Our data also suggest that the loss of Trio significantly impairs the dynamics of leading process branching, growth cone splitting, trailing process retraction and nucleokinesis, all key determinants of the overall speed and integrity of IN migration. Other RhoGTPase regulators, including elongator, mDia, Dock7 and ArhGAP15, also participate in regulating these processes in INs [36, 37, 90, 91]. Importantly, we show that these events require both the GEFD1-Rac1/RhoG/Cdc42 and the GEFD2-RhoA pathways, as neither domain is sufficient to fully rescue IN migration. Notably, IN morphology, and in particular the length of both the leading and trailing neurites, is regulated by the GEFD2-RhoA pathway. By contrast, the retraction of the trailing neurite, which contributes to maintaining a bipolar morphology, depends on the GEFD1-Rac1/Cdc42 pathway. However, we find that both GEFD1 and GEFD2 pathways regulate branching dynamics and neurite complexity. This is concordant with previous reports of Rac1 (and Rac3) controlling the polarity and neurite complexity in tangentially-migrating INs [91, 92]. In pyramidal cells, both Rac1-dependent activation of the PAK/LIMK and RhoA-dependent activation of ROCK/LIMK prevent axonal outgrowth [91, 93] and neurite branching [91, 94,95,96] during radial migration, while Cdc42 controls the cell morphology and polarity [33, 97]. Cdc42 also promotes cerebellar granule cell migration [97] and axonal outgrowth in a Trio GEFD1-Cdc42-dependent manner [14]. Whether Cdc42 plays a role in IN migration remains to be determined.

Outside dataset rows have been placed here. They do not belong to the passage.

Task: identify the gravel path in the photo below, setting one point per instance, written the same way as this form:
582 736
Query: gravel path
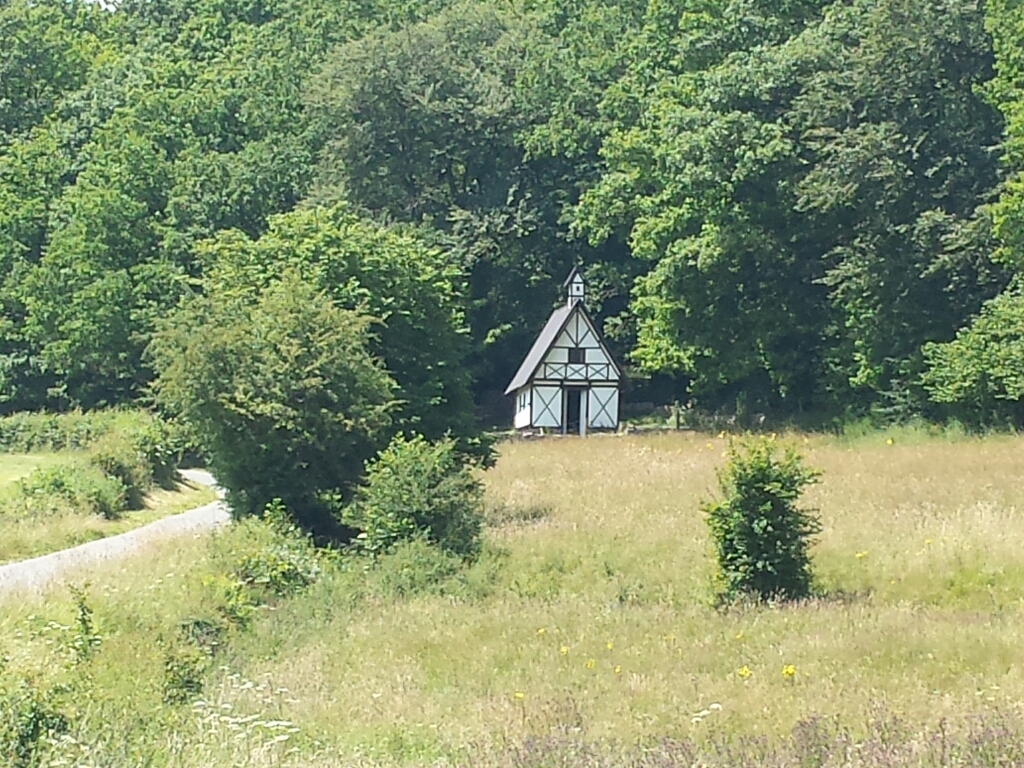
36 573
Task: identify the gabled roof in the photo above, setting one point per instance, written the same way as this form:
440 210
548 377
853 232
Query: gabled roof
551 330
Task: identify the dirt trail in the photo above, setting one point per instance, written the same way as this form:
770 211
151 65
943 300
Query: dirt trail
35 574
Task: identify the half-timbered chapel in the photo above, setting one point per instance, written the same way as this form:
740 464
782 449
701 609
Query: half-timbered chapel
568 382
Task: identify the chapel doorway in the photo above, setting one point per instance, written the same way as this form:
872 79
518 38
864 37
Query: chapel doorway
573 411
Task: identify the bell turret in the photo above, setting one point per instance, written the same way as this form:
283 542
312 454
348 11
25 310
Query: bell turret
576 287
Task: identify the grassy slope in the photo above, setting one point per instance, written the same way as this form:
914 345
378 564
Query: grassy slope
15 466
20 539
599 615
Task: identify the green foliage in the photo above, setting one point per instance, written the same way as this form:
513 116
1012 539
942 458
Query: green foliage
281 390
411 289
418 488
30 717
86 639
982 370
283 566
413 566
76 484
805 182
1006 24
158 443
761 537
111 460
184 673
116 457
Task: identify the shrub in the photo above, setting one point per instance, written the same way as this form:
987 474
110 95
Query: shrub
83 486
117 457
278 558
418 488
30 717
184 672
283 392
136 446
761 536
412 567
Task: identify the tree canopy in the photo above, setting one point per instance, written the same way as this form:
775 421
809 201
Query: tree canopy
782 207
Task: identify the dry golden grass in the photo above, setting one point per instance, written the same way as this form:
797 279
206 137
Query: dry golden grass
598 619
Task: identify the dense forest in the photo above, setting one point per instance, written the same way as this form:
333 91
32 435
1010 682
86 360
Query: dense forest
794 207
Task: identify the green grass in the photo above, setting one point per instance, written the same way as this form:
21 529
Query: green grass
22 538
15 466
590 614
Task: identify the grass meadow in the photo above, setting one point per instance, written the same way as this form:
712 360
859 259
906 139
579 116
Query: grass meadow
25 537
589 620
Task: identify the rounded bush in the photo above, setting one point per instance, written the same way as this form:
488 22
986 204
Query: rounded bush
762 538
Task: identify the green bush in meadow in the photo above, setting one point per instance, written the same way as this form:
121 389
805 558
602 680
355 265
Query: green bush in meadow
762 538
416 488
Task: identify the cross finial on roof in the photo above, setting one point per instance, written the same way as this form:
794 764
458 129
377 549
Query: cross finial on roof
576 287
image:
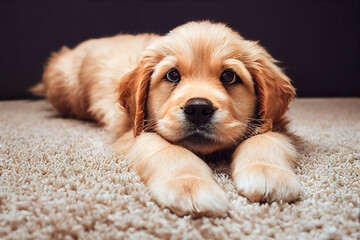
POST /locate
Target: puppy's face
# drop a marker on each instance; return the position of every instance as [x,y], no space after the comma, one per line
[200,87]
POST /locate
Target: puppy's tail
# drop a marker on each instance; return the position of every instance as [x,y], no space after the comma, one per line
[38,89]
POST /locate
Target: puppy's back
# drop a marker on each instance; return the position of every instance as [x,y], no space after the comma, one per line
[75,80]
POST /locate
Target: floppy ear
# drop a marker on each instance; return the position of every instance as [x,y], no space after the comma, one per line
[132,91]
[273,87]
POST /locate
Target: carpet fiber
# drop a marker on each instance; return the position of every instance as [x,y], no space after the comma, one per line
[60,180]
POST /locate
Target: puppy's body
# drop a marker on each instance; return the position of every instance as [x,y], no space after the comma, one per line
[198,89]
[82,82]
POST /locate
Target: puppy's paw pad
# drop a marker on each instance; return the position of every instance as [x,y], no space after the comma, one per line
[191,196]
[264,183]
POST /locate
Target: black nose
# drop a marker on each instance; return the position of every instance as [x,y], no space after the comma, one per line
[198,110]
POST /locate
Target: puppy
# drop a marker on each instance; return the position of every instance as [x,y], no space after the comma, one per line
[172,99]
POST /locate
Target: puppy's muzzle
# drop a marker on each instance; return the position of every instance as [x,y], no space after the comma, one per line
[198,110]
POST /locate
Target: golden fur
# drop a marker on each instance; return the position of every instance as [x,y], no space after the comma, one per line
[100,76]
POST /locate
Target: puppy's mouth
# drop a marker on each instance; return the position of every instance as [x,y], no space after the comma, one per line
[198,136]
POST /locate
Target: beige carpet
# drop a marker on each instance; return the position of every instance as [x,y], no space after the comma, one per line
[60,180]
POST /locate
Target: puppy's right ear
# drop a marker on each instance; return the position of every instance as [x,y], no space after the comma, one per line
[133,90]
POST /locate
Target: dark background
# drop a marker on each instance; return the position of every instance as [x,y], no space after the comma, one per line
[316,41]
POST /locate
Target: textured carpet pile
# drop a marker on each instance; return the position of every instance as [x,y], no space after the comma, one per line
[60,180]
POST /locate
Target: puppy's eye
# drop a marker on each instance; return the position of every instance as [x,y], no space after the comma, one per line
[229,77]
[173,75]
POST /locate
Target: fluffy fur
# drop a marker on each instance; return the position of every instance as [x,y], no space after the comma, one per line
[120,83]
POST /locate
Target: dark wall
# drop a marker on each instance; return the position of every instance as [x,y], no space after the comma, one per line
[316,41]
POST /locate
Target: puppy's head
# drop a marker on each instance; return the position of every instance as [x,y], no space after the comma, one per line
[201,85]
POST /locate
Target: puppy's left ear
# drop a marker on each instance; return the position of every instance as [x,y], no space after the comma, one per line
[133,90]
[273,87]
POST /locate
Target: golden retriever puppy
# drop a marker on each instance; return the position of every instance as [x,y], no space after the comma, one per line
[172,100]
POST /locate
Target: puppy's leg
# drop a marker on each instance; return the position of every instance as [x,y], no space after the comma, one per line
[262,168]
[176,177]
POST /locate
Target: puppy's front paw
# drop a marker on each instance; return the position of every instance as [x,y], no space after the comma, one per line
[267,183]
[190,195]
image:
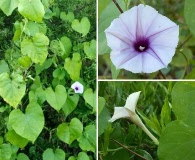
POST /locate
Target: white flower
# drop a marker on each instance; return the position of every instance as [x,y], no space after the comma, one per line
[128,111]
[78,87]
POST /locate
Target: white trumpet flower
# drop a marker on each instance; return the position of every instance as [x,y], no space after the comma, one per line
[128,111]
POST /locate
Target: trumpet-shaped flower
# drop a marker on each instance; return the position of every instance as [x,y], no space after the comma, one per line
[78,87]
[142,40]
[128,111]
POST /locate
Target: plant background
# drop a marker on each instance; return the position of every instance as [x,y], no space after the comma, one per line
[41,80]
[166,108]
[179,11]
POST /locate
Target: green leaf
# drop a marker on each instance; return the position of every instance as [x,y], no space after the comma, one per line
[67,46]
[40,67]
[12,88]
[36,48]
[24,61]
[87,142]
[4,67]
[177,142]
[58,98]
[73,66]
[101,104]
[165,116]
[57,47]
[7,6]
[22,156]
[71,104]
[90,98]
[108,15]
[191,75]
[59,73]
[69,132]
[144,153]
[31,28]
[72,158]
[82,27]
[102,4]
[183,103]
[90,49]
[5,152]
[16,139]
[31,9]
[30,124]
[67,17]
[189,14]
[182,59]
[83,156]
[49,154]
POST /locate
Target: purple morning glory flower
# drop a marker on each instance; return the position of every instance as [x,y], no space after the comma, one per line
[78,87]
[142,40]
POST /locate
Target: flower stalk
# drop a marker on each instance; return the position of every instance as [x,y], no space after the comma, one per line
[128,111]
[135,119]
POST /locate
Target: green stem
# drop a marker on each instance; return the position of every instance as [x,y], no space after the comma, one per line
[135,118]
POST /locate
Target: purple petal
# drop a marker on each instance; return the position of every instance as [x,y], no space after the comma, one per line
[129,19]
[134,64]
[159,24]
[164,53]
[151,62]
[146,16]
[119,58]
[142,40]
[168,37]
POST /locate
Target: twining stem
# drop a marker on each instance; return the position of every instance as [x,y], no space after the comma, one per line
[135,118]
[129,149]
[187,39]
[117,5]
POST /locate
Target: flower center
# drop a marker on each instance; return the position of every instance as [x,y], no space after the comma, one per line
[141,45]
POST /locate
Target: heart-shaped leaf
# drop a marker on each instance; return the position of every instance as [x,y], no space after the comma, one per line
[22,156]
[4,67]
[90,49]
[71,103]
[69,132]
[30,124]
[31,9]
[83,156]
[101,104]
[73,66]
[7,6]
[183,103]
[36,48]
[49,154]
[87,142]
[56,99]
[90,98]
[12,88]
[15,139]
[177,142]
[81,27]
[6,152]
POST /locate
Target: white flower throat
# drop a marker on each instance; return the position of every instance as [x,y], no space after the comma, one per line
[141,48]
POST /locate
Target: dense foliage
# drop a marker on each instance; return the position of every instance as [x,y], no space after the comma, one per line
[179,11]
[46,46]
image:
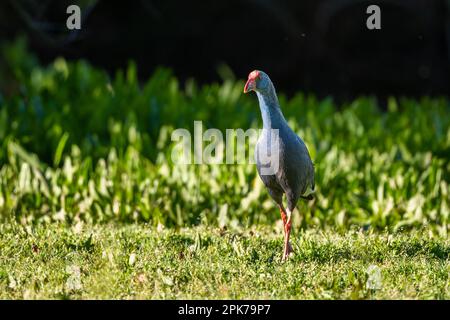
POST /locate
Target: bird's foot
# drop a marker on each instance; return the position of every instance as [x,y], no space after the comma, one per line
[287,252]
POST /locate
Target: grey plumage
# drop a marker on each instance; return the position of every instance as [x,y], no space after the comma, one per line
[294,175]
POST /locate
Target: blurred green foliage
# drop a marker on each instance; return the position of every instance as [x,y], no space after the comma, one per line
[77,144]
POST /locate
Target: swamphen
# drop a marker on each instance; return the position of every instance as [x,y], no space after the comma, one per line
[282,159]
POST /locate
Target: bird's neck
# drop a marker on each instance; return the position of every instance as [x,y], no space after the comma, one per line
[270,109]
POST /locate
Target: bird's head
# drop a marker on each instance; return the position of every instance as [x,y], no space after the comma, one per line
[257,81]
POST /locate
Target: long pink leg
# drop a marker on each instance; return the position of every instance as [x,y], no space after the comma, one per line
[287,245]
[286,230]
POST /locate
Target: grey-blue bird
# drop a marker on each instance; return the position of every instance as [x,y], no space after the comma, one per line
[282,159]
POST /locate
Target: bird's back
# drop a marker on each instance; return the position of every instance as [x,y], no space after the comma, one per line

Trio regulates IN nucleokinesis

We find that both GEFD1 and GEFD2 control IN nucleokinesis : GEFD2/RhoA determines the duration while GEFD1/Rac1 regulates the amplitude of each cycle. Although previous reports in fixed sections of KO mice suggested that RhoA, Rac1 and Cdc42 were dispensable during IN migration but were required for progenitor cell division and migration competency [94, 98,99,100], our live-cell imaging data demonstrate a critical role of both GEFD1/Rac1 and GEFD2/RhoA pathways on the dynamic process of nucleokinesis in INs. Further, we find that Trio GEFD1/Rac1 helps maintain the directionality of migration in Trio^cKO INs, a process depended on Rac1 activation [91].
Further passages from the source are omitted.